Here there be dragons...

"I'm telling you stories. Trust me." - Winterson

Tales from inside the ring...

So on Tues night I got on my pony and she was *spun*. Not bad -- no bucking, no spinning, nothing particularly exciting, just ADD and wanting to run. And as a racehorse, she's reasonably good at that *g*. So she wanted gallop and I wanted trot and we compromised in a nice (read incredibly powerful, but marginally contained) canter. And it was quite an impressive canter, I will give her that :) So we started this shortly after the beginner kid I was riding around got on, and were *still* cantering when her lesson was over and she got off. On the plus side, it turns out both Sienna and I are reasonably fit. On the down side . . . really??? Seriously was that actually necessary? My originally plan of "w/u, jump outdoor course, entire ride done in <40mins" was entirely shot as two HOURS later I had a horse I could actually ride. Sheesh. The strange thing is, she it wasn't like she lost it (as TBs are wont to do) -- I've been there w/ her before and at that point you get off and try again a few hours later cause she won't come down from that. But she never switched off mentally, she just wanted to go. And go. And go.

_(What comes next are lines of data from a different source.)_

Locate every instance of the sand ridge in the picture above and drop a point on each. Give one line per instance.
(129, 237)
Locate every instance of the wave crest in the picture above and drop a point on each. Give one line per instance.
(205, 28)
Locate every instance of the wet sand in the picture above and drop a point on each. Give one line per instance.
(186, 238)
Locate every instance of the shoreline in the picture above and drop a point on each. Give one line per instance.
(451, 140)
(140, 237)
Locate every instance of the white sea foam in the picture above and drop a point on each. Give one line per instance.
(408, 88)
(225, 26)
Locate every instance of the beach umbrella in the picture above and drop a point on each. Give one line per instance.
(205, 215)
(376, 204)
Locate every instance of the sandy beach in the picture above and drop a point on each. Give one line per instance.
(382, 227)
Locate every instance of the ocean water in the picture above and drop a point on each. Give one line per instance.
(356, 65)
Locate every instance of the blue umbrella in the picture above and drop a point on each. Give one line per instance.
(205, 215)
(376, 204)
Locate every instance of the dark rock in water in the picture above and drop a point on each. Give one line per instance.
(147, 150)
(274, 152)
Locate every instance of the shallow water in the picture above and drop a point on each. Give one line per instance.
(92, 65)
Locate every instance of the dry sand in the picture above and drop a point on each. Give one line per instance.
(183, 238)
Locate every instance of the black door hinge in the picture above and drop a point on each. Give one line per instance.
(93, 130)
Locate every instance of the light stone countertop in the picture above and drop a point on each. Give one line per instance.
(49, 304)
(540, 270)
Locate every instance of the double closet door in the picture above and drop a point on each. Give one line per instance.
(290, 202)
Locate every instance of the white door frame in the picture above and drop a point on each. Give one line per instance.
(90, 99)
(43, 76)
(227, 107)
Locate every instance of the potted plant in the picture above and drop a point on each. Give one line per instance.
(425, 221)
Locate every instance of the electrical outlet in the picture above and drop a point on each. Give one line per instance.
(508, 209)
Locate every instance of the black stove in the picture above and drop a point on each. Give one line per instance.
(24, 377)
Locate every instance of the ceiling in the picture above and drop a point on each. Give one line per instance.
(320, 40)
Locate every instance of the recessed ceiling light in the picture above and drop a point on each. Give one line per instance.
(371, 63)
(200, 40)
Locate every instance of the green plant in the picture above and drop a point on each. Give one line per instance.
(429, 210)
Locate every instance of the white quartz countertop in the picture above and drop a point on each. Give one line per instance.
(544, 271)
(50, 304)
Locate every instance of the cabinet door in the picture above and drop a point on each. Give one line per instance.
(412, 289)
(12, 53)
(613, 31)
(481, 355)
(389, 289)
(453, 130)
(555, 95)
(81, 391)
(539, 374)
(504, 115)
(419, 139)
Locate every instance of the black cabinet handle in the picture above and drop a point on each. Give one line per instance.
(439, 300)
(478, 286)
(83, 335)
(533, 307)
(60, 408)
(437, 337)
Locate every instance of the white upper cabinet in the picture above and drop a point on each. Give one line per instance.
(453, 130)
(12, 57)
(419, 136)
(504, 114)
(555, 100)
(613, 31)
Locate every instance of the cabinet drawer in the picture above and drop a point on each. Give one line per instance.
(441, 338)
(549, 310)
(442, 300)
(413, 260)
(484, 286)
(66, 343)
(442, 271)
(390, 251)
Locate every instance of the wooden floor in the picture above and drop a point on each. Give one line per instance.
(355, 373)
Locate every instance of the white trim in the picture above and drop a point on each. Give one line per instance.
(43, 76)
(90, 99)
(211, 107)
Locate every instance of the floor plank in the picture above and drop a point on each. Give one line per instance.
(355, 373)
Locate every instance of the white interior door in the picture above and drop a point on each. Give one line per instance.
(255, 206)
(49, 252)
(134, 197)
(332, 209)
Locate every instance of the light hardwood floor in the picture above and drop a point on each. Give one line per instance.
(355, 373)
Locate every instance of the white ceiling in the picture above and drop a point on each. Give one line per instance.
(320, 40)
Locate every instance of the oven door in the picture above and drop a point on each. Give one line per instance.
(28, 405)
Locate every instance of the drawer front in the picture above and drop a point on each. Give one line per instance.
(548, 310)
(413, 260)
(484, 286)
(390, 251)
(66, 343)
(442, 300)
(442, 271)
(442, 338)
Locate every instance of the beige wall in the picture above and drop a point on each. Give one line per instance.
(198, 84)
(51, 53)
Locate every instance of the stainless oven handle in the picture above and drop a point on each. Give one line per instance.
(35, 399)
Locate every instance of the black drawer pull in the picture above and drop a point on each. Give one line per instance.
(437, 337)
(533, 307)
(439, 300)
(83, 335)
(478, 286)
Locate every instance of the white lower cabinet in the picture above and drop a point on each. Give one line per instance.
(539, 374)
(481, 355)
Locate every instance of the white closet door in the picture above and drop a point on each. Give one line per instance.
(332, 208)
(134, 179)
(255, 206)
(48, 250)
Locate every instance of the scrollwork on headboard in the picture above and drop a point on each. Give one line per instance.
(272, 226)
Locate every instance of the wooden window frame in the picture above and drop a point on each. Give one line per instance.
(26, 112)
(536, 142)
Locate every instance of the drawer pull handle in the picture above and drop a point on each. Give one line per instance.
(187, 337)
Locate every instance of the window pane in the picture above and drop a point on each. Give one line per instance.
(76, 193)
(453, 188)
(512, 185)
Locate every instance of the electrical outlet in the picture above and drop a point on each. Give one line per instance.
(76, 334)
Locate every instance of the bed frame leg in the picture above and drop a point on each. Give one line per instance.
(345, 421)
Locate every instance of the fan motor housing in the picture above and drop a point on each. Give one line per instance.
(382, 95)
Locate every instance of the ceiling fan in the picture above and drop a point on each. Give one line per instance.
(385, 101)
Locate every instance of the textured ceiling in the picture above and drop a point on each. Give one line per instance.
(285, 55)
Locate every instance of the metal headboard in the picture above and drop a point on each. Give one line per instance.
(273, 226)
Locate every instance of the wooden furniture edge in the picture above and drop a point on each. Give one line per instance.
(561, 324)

Anyways so Wed night we have a dr lesson and I'm thinking she'll either be tired but perfect, or lose it entirely. So get there n hop on to warm up and she's perfect. Relaxed, quiet, all good :) Even somewhat connected *g* All good. Start to work, still pretty good. Then try to canter. This was less than successful. *sigh* That whole 3rd gait has been an issue lately and I figure really she had enough of it on Tues *g*. Fortunately for all involved my rather awesome coach has a good sense of when to push and when to back off and changed the subject before both horse and rider had a meltdown. hahaha Even better was that when both brains had been reinstalled she brought it up again for another try -- so it wasn't just give up for the day but repeat it when there's a chance it might actually work.

Comment of the night: "you can't cheat on this horse." hahahaha those of you who knew my DQ superstar pony Zel will understand the difference; those of you who don't know Zel, realize that the average sack of potatoes could take that horse into the dressage ring and still score 8s and 9s. So yes, I've been spoiled. Apparently riding one who can't do it naturally is going to make me a much better rider. This is what I'm going to keep telling myself anyways >;-P

So in the end was it good? Not particularly. Was it better? Absolutely. And the plus -- the trot got way better :) hahaha so we can nail that walk-trot test next month!